6) O Juiz contaminado pela política perde as condições de julgar. Progressivamente os brasileiros foram-se se dando conta de que algo estranho se passava com aquela República de Curitiba e que ela estava servindo a desígnios políticos, sob o pretexto de combate à corrupção. Na verdade, o que ele queria era prender o presidente que mais olhou pelos pobres do país. O mundo jurídico lembrou-se do que disse o político francês do século 19, Guizot: "Quando a política penetra no recinto dos tribunais a Justiça se retira pela porta dos fundos." E sobre os Tribunais pairou a advertência de Rui Barbosa: "O bom ladrão salvou-se. Mas não há salvação para o juiz covarde.”

7) A exacerbação do Juiz generaliza os protestos. E de repente Moro, que ia debutando na política dessa forma desengonçada, "pisou feio na bola", praticando gesto abertamente ilegal: quebrou o sigilo de escutas telefônicas que mandara fazer do ex-presidente Lula, quando este conversou com a presidenta da República. A sua atitude foi reprovada quase unanimemente pelos juristas. Enquanto a lei manda que "a gravação que não interessar à prova será inutilizada", Moro, colocando-se acima da lei, mandou divulgar conversas pessoais entre Lula e Dilma, que não esclareciam nada do que se estava investigando, com o único objetivo de insuflar a população. Surpreendentemente a Folha de São Paulo publicou correto editorial onde assevera: "Moro despiu-se da Toga". E outro artigo onde diz temer que "o sr. Moro tenha deixado sua função de juiz… para se tornar um mero incitador da derrubada de um governo." E completa: "Passam-se os dias e fica cada dia mais claro que a comoção criada pela Lava Jato tem como alvo único o governo federal." (Vladimir Safatle). Os bem-intencionados, que ainda batiam palmas para o Moro, ficaram com suas mãos no ar. E o Juiz-politico terá que se explicar.
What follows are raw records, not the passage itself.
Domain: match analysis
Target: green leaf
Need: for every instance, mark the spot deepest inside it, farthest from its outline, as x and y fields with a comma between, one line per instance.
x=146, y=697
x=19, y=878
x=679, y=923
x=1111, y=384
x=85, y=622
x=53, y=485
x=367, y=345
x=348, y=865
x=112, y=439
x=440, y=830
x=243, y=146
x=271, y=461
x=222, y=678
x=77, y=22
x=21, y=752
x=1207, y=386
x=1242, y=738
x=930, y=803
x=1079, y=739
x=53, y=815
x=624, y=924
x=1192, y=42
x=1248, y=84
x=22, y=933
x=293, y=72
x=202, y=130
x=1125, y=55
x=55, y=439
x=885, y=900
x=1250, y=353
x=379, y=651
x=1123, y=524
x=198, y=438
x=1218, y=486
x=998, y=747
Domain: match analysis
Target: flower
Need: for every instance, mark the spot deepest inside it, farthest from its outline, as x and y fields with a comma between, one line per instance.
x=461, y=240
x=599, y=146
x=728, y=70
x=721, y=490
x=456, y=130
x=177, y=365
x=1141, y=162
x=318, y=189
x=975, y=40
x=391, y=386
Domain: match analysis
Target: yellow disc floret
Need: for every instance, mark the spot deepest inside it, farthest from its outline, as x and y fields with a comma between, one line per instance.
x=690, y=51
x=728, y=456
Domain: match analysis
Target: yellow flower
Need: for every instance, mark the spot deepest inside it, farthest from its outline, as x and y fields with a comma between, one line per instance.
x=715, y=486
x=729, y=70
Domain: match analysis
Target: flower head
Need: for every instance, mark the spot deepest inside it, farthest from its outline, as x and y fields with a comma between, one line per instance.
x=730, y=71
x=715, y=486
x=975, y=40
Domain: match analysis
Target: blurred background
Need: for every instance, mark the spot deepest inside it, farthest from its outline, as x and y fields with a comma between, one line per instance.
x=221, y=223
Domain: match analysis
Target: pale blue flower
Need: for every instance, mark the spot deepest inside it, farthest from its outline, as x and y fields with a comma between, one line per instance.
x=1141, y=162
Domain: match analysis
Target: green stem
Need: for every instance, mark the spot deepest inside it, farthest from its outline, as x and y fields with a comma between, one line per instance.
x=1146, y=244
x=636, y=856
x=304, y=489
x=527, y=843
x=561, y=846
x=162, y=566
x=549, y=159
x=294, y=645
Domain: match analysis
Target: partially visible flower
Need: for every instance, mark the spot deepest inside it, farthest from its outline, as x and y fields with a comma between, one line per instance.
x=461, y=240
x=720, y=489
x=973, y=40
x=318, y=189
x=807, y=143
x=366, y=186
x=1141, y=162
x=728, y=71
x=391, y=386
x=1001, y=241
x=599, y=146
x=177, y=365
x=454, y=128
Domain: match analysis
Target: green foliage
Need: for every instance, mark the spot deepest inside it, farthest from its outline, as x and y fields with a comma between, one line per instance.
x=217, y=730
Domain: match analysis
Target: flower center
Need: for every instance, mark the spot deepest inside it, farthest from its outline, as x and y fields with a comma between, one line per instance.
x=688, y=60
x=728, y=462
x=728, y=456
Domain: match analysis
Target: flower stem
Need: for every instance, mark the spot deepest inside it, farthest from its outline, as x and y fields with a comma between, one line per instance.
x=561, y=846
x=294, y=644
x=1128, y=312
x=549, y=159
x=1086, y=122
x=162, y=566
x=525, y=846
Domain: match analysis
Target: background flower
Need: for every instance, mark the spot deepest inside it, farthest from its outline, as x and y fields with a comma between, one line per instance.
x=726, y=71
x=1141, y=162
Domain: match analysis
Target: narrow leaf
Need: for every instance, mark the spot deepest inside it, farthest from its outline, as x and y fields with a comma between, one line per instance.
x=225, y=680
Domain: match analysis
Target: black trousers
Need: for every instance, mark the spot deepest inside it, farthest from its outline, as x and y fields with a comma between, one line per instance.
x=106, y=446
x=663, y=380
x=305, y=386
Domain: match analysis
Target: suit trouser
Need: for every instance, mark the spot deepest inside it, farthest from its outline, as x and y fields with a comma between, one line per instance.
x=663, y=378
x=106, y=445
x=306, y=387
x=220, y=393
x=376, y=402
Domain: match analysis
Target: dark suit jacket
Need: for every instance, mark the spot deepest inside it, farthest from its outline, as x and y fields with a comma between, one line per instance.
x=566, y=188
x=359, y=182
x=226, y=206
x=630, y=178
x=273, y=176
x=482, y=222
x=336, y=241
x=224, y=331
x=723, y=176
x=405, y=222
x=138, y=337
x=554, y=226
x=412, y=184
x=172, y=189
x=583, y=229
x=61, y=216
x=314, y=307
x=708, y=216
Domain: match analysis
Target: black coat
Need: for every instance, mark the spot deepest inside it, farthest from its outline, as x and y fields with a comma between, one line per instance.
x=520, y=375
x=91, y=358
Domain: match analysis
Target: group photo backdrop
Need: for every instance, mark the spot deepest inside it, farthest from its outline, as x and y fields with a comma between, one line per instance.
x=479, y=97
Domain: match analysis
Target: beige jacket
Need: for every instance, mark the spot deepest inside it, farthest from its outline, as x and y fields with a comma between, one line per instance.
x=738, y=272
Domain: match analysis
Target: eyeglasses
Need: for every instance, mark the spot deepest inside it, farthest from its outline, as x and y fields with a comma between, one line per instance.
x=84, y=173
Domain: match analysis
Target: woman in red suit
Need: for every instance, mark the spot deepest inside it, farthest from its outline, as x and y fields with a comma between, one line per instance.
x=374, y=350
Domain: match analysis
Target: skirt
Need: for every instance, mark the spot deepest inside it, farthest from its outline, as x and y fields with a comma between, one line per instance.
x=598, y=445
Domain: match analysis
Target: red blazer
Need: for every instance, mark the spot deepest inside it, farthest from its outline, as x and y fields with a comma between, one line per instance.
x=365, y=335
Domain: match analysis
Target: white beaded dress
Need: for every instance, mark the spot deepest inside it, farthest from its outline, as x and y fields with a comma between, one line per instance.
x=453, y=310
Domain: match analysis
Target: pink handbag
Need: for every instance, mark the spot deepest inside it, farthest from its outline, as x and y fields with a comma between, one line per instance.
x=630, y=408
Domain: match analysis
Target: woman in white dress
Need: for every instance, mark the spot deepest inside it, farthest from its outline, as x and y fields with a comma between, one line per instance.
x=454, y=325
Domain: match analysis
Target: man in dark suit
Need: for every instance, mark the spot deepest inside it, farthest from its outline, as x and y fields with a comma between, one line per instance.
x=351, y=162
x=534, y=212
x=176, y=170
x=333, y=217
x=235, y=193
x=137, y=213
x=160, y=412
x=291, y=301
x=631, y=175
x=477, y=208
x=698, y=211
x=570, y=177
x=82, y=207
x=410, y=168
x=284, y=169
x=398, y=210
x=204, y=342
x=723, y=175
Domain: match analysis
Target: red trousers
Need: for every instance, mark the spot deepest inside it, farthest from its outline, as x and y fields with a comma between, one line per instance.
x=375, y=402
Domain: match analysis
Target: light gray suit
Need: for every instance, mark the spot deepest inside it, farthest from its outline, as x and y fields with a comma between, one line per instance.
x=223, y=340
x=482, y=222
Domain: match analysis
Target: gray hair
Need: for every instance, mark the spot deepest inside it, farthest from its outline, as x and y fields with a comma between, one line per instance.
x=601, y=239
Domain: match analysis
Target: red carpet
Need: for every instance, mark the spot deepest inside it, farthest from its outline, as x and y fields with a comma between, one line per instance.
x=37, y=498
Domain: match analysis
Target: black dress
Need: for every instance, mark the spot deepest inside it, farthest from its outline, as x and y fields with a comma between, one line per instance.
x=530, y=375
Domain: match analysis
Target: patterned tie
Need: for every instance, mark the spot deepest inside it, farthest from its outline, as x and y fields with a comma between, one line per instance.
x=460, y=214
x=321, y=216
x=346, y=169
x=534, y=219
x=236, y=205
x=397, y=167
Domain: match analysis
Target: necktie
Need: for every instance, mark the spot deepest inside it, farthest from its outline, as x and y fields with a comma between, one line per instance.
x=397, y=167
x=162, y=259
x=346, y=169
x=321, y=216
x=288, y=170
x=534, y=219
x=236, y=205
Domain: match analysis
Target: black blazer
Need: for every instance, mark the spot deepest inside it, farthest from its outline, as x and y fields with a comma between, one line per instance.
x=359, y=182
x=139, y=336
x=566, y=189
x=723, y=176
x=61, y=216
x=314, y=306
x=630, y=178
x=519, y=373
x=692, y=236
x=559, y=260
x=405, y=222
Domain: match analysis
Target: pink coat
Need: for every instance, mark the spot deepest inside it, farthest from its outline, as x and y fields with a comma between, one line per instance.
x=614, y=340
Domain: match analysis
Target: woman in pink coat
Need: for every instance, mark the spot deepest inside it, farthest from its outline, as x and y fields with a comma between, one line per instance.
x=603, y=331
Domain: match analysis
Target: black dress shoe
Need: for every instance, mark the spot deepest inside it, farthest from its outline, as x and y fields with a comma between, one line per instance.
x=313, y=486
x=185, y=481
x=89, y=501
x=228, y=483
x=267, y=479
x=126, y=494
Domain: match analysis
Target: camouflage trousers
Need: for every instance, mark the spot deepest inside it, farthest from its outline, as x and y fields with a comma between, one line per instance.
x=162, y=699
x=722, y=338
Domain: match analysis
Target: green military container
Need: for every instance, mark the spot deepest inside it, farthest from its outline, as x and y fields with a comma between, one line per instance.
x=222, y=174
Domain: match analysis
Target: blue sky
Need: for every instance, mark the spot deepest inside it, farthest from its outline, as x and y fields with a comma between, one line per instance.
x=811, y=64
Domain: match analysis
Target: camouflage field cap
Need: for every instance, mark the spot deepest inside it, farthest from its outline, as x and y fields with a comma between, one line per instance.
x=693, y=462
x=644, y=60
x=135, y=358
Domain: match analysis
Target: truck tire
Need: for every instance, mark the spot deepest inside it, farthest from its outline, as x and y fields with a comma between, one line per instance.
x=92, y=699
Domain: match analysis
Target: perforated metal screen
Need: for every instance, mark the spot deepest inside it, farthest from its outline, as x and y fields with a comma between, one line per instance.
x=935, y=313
8) Episódios valorosos que iluminam o caminho da ação. Aconteceu em Belo Horizonte, no sábado, 19 de março, um dia depois das grandes manifestações anti-golpistas havidas em todo o país. O teatro Sesc Palladium apresentava um musical em torno das composições do Chico Buarque. No intervalo, o diretor Cláudio Botelho deitou falação insultando Lula e Dilma. Não teve outra. A platéia prorrompeu em gritos de "não vai ter golpe" e o espetáculo não pode prosseguir. Em seguida, o gesto irretocável: Chico Buarque proibiu o uso de suas composições naquela peça. Dois exemplos a serem seguidos: o da platéia que foi assistir a um musical e não a uma pregação golpista e se rebelou na hora; e o do Chico Buarque que não titubeou em retirar o prestígio de suas músicas das mãos de um diretor golpista.